Pada saat masuk hari raya setelah ditetapkan oleh pemerintah kepastian tanggal satu Syawal, kita memberikan khutbah hari raya di lapangan Desa Kunir Wonodadi Blitar. Walaupun sebenarnya kita juga ada jadwal untuk khutbah di rumah asli penulis di Bendosari Kras Kediri, nampaknya di Desa Kunir juga harus diopeni supaya ke-istiqamahan shalat hari raya di lapangan tetap terjaga sebagaimana harapan para sesepuh dan kyai yang memulai mengadakannya, dengan berbagai pertimbangan kemaslahatan. Saat khutbah kita berpesan, kepada jamaah untuk bergembira, mensyukuri nikmat Allah SWT dengan selesainya beribadah selama satu bulan penuh, berbagai paketan ibadahnya telah dengan baik diamalkan, ada yang wajib seperti puasa dan zakat, yang sunnah seperti mengaji, tadarus, ta’jil fitri, bakti sosial, sholat malam, pergaulan yang baik dengan sesama (muasyarah bi al-ma’ruf), memperdalam ilmu agama. Semua adalah paketan-paketan ibadah yang murni dilaksanakan karena Allah SWT, sehingga yang akan membalas adalah Allah sesuai dengan yang didawuhkan jeng Nabi SAW, “man qama ramadhana imanan wa ihtisaban ghufira lahu ma taqadama min dlanbih”, barang siapa yang beribadah di bulan Ramadhan dengan penuh ikhlas dan harapan ridla Allah niscaya Allah akan mengempuni dosa-dosanya, juga dawuh-Nya, “al-shaumu li wa ana ajzi bihi”, puasa itu milik-Ku dan aku yang akan membalasnya.

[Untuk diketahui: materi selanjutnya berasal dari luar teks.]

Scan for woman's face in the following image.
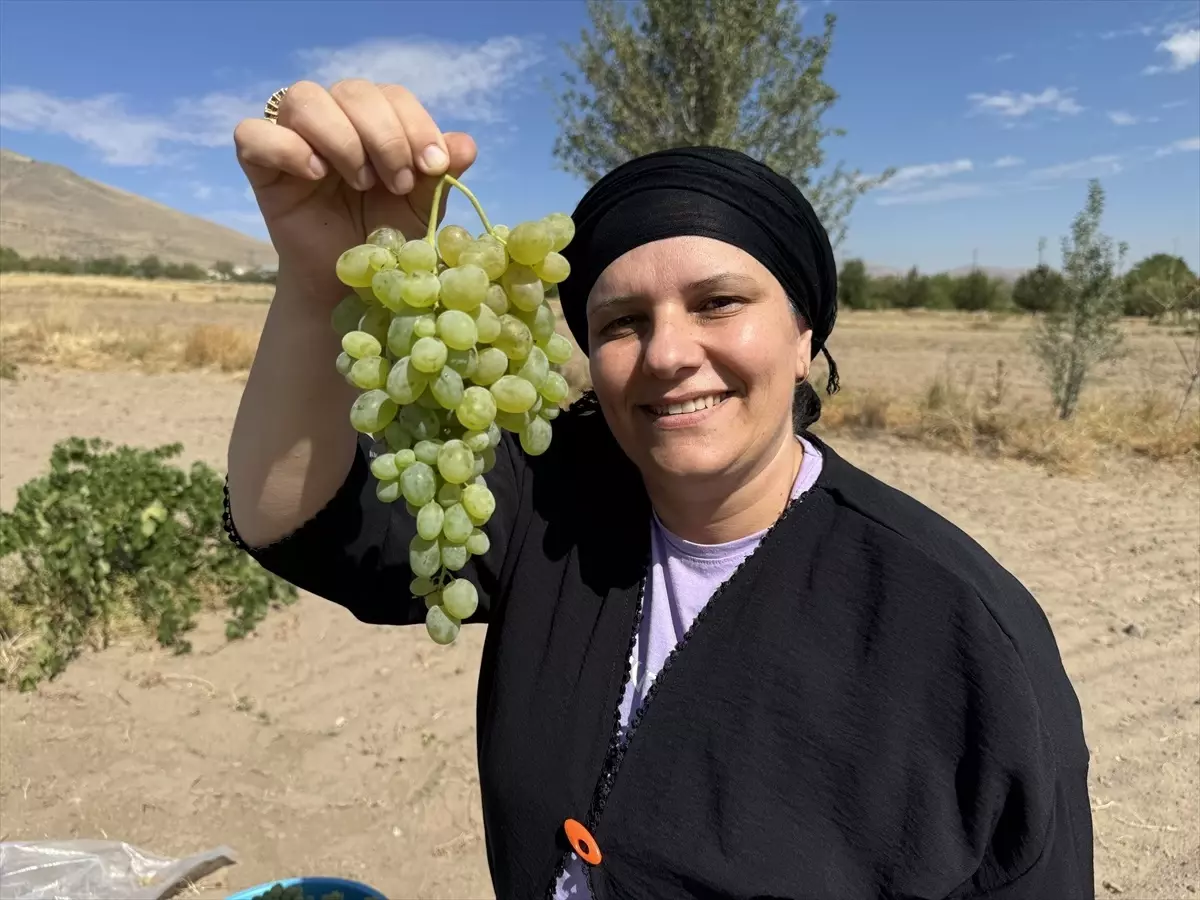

Dalam perintah Allah berupa puasa selama satu bulan ini, tentunya ada hikmahnya, mengapa kok dijalankan lama sekali, selama satu bulan?, padahal sholat fardlu akan selesai dalam 5 menit, zakat selesai dalam hitungan menit, haji hanya pada saat tanggal 9 Dhulhijah saat wukuf di Arafah dan hari raya Idul Kurban, syahadat 1 menit, semua ibadah yang kita lakukan hanya berlanjut dalam hitungan menit atau hari saja. Tetapi puasa Ramadhan diperintahkan selama 1 bulan penuh tanpa henti dan jeda. Nampaknya Allah SWT mensyariatkan puasa dalam rangka membuat tradisi (sunnah hasanah dalam umat Muhammad SAW). Dengan tiap hari puasa, tiap hari tarawih, shadaqah, seorang hamba akan mendapatkan sunnah hasanah yang begitu banyak yang dapat mengantarkan dia ke derajat Muttaqin. Kata guru saya KH. Manshur Adnan “Kullu syaiin minal biasa”, segala sesuatu tergantung kebiasaannya, kalau kebiasaan seseorang shadaqah, shalat malam, darus Alquran, berpuasa, maka seorang hamba akan menjadi pribadi-pribadi yang taat, rajin beribadah, patuh terhadap perintah Allah yang disebut dengan al-Muttaqin, yang dekat kepada Allah. (bersambung)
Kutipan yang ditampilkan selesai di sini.